Source: Tom Johnston, MEATINGPLACE, 3/5/13

U.S. meat and trade officials are pressing Russia, China and Taiwan to change their stances against the use of beta agonists such as ractopamine in beef and pork while detailing the costs of their respective restrictions.

The U.S. Meat Export Federation on Monday issued a release outlining the costs and difficulties to the U.S. beef and pork industries presented by recent ractopamine bans by leading export markets Russia and China. USMEF’s comments followed a trade report (go to edit menu: find: Taiwan) released Friday by the U.S. Trade Representative’s office that called Taiwan out on its position against the leanness enhancing feed additive ahead of bilateral talks with that country.

Bans on beta agonist residues in pork and beef exports by Russia and China will add costs to U.S. packers and producers who, respectively, would have to segregate meat from animals fed beta agonists from those that have not been fed the drugs and incur the cost of foregoing their use. (The use of beta agonists alone adds up to $5 per head to producer profitability, USMEF notes.) Nonetheless, U.S. companies have sufficient financial incentive to play by these markets’ rules and several are working on ractopamine-free programs in order to do so, USMEF says.

Russia and China
While Russia only accounts for some 7 percent of U.S. beef exports and 4 percent of U.S. pork exports, its buyers pay a premium for their desired products over other foreign and domestic customers, USMEF notes.

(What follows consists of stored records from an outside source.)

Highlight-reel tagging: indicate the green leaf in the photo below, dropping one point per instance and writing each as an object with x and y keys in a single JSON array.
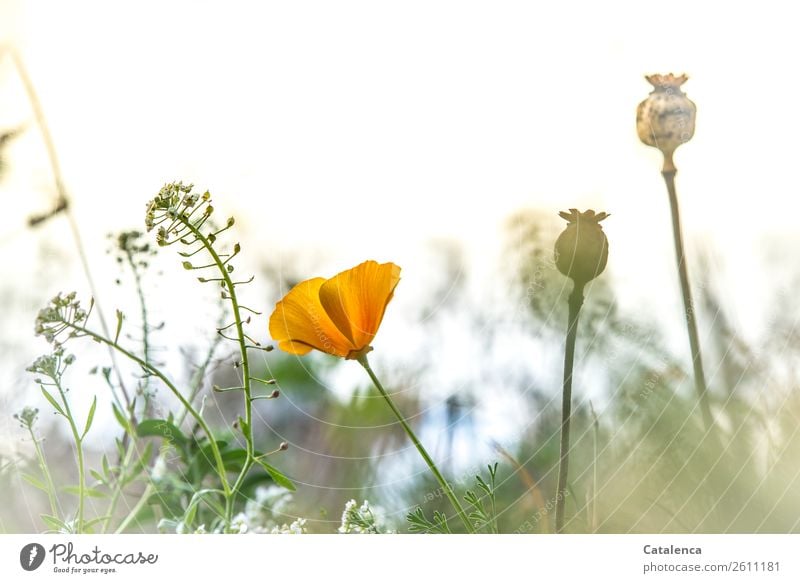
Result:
[
  {"x": 120, "y": 317},
  {"x": 107, "y": 468},
  {"x": 90, "y": 523},
  {"x": 277, "y": 476},
  {"x": 121, "y": 418},
  {"x": 140, "y": 464},
  {"x": 53, "y": 522},
  {"x": 162, "y": 428},
  {"x": 52, "y": 401},
  {"x": 34, "y": 481},
  {"x": 90, "y": 418},
  {"x": 97, "y": 476},
  {"x": 90, "y": 492}
]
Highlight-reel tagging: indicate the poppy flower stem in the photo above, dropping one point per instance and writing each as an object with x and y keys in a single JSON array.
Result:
[
  {"x": 362, "y": 360},
  {"x": 669, "y": 172},
  {"x": 575, "y": 301}
]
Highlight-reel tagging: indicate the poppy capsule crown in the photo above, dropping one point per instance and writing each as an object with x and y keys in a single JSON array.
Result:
[
  {"x": 581, "y": 251},
  {"x": 665, "y": 120}
]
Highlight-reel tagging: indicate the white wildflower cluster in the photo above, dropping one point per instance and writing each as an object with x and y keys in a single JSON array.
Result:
[
  {"x": 267, "y": 511},
  {"x": 359, "y": 519},
  {"x": 297, "y": 527}
]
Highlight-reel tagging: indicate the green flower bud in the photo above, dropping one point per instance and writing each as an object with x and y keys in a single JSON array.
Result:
[
  {"x": 665, "y": 120},
  {"x": 581, "y": 251}
]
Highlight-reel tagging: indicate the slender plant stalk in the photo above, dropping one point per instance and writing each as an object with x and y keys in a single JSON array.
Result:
[
  {"x": 76, "y": 436},
  {"x": 362, "y": 360},
  {"x": 171, "y": 386},
  {"x": 575, "y": 301},
  {"x": 197, "y": 379},
  {"x": 668, "y": 173},
  {"x": 64, "y": 204},
  {"x": 51, "y": 489},
  {"x": 595, "y": 443},
  {"x": 246, "y": 381}
]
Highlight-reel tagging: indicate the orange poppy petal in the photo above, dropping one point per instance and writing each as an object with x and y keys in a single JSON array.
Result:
[
  {"x": 356, "y": 299},
  {"x": 299, "y": 323}
]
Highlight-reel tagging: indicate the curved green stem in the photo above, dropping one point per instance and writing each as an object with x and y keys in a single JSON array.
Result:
[
  {"x": 76, "y": 436},
  {"x": 135, "y": 510},
  {"x": 194, "y": 389},
  {"x": 112, "y": 507},
  {"x": 246, "y": 383},
  {"x": 362, "y": 360},
  {"x": 575, "y": 302},
  {"x": 686, "y": 291},
  {"x": 169, "y": 384},
  {"x": 51, "y": 488}
]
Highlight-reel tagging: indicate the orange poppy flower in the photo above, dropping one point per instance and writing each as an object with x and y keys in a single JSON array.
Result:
[{"x": 338, "y": 316}]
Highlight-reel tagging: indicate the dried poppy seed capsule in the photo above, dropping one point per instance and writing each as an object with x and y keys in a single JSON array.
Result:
[
  {"x": 581, "y": 251},
  {"x": 665, "y": 120}
]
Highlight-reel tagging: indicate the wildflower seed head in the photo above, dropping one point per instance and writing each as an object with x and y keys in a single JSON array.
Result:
[
  {"x": 666, "y": 119},
  {"x": 581, "y": 251},
  {"x": 59, "y": 316},
  {"x": 27, "y": 417}
]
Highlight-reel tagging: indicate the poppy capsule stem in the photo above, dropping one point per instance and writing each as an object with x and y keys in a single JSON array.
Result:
[
  {"x": 362, "y": 360},
  {"x": 575, "y": 301},
  {"x": 688, "y": 305}
]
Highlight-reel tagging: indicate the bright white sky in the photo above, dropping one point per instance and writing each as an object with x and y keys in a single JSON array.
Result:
[{"x": 350, "y": 130}]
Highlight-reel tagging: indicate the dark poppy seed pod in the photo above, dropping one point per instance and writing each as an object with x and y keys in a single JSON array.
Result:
[
  {"x": 665, "y": 120},
  {"x": 581, "y": 251}
]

Without Russian purchases of such products, they will be sold at lower prices and the added supply will depress prices on the U.S. livestock market. USMEF estimates then that the impact of losing the Russian market would be about $800 million, or roughly $15 per head of cattle and $4 per head of pork.

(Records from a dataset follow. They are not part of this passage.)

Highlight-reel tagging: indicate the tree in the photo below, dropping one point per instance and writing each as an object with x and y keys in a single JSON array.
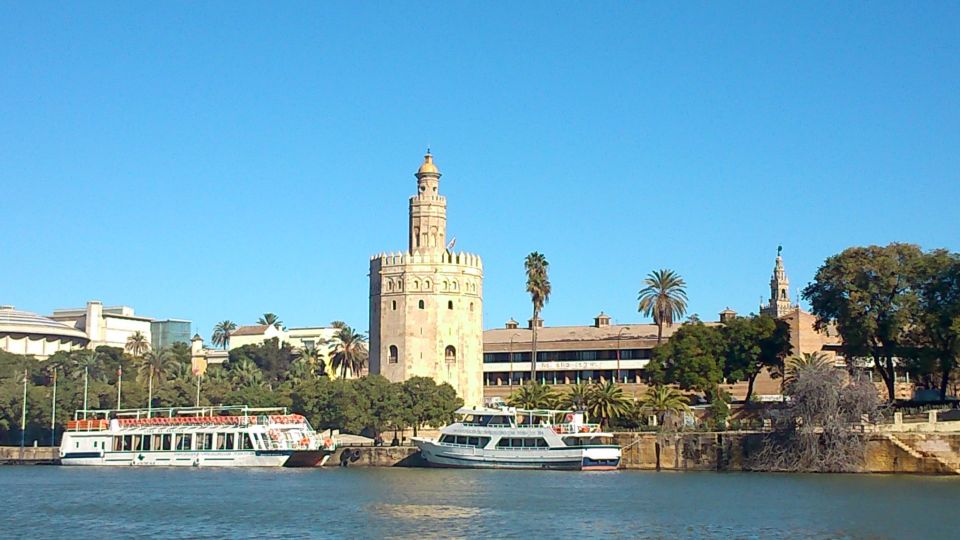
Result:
[
  {"x": 664, "y": 298},
  {"x": 692, "y": 358},
  {"x": 667, "y": 404},
  {"x": 870, "y": 294},
  {"x": 382, "y": 401},
  {"x": 662, "y": 400},
  {"x": 813, "y": 431},
  {"x": 577, "y": 397},
  {"x": 607, "y": 401},
  {"x": 222, "y": 332},
  {"x": 311, "y": 356},
  {"x": 533, "y": 396},
  {"x": 348, "y": 351},
  {"x": 538, "y": 285},
  {"x": 426, "y": 403},
  {"x": 271, "y": 356},
  {"x": 155, "y": 365},
  {"x": 752, "y": 344},
  {"x": 244, "y": 372},
  {"x": 804, "y": 362},
  {"x": 937, "y": 329},
  {"x": 271, "y": 319},
  {"x": 137, "y": 344}
]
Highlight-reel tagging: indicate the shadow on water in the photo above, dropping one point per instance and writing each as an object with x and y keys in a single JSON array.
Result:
[{"x": 408, "y": 502}]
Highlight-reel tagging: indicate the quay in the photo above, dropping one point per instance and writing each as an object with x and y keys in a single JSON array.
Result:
[{"x": 32, "y": 455}]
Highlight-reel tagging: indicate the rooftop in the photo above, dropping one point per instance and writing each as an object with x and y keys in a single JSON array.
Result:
[{"x": 13, "y": 321}]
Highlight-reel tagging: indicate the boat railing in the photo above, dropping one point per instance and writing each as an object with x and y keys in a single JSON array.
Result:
[
  {"x": 87, "y": 425},
  {"x": 570, "y": 429}
]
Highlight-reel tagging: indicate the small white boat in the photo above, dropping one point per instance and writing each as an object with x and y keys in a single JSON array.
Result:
[
  {"x": 193, "y": 437},
  {"x": 521, "y": 439}
]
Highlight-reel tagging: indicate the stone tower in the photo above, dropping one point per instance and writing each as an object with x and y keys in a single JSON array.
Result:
[
  {"x": 426, "y": 303},
  {"x": 779, "y": 304}
]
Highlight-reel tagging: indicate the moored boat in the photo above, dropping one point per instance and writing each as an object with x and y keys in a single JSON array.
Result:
[
  {"x": 236, "y": 436},
  {"x": 512, "y": 438}
]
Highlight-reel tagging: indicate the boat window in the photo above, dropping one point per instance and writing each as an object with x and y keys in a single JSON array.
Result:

China, which remains closed to U.S. beef, also recently notified USDA of its intention to implement a zero-tolerance policy for ractopamine residues in U.S. pork. In 2012, China purchased nearly 16 percent of all U.S. exports by volume, accounting for more than $704 million of U.S product, or $4.75 per head for variety meat and $7 per head when muscle cuts are included. As does Russia, China pays a premium for offal products undervalued by other markets; the country takes in up to 50 percent of the entire U.S. production of certain offals and byproducts.

Taiwan
In its report, USTR expresses concerns over Taiwan’s “shortcomings in meeting its bilateral obligations and additional concerns about whether certain of Taiwan’s sanitary and phytosanitary measures are based on science have made it impossible to hold a high-level meeting of the TIFA Council on Trade and Investment.”

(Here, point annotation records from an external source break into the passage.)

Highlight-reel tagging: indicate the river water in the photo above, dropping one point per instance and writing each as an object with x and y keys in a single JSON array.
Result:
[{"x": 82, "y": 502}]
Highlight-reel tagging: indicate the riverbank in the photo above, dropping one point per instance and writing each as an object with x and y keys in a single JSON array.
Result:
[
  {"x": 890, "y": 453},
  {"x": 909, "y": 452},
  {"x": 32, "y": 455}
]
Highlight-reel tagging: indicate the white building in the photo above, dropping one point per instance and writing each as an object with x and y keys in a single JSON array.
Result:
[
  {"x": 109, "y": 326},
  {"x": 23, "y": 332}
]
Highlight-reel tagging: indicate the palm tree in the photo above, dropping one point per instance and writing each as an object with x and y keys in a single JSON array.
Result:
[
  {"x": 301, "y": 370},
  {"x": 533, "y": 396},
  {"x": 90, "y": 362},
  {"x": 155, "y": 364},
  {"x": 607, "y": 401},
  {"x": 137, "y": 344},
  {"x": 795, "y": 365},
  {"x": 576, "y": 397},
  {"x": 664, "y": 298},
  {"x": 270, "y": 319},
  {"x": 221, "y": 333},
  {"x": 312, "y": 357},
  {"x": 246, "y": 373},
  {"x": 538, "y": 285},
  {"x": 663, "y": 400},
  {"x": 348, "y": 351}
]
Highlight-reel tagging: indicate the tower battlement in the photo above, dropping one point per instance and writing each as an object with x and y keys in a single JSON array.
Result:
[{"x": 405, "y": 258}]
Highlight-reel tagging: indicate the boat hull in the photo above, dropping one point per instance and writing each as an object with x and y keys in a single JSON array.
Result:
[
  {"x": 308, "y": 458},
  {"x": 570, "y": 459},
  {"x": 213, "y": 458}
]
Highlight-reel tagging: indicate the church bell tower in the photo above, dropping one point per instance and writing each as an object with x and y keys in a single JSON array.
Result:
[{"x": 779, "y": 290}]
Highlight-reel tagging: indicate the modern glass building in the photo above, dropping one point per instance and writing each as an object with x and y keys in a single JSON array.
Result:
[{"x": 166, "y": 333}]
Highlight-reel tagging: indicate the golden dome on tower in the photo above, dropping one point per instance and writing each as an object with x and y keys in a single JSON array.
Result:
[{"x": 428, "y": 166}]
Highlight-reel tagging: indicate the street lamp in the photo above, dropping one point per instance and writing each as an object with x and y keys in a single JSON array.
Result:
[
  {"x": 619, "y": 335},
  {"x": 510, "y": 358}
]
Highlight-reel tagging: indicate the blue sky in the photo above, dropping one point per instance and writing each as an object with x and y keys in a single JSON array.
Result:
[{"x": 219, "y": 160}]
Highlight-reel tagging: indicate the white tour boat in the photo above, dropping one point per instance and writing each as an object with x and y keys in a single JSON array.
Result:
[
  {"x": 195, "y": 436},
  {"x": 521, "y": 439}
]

Last fall Taiwan established a maximum residue level (MRL) for ractopamine use in beef, but full implementation to other beef products and pork “will be critical to reenergizing the bilateral trade relationship. The United States will engage Taiwan closely in 2013 to seek resolution of these and other high-priority policy concerns.”

The European Union also has ractopamine-related import restrictions in place, and other markets’ lack of domestic regulations on beta agonist use and residues make for an uncertain trade environment.

Dilemma
U.S. packers and producers are caught between the advances in efficiency afforded by such technology — and the science that supports it — and meeting the demands of important foreign customers in an increasingly complicated global market.

“Russia’s ban on residues of beta agonists in imported meat brings into clear focus the dilemma that arises when our support for science-based trade and meeting the demands of our customers collide with a foreign country’s non-science-based import requirements,” USMEF says.

While industry and trade officials try to hold foreign governments to science, the industry works on ways to comply with their regulations.

“Some of these decisions could require compromises that none of us like, but increasingly we are learning that this is an inevitable consequence of participating in a growing, lucrative and complicated global market,” USMEF said.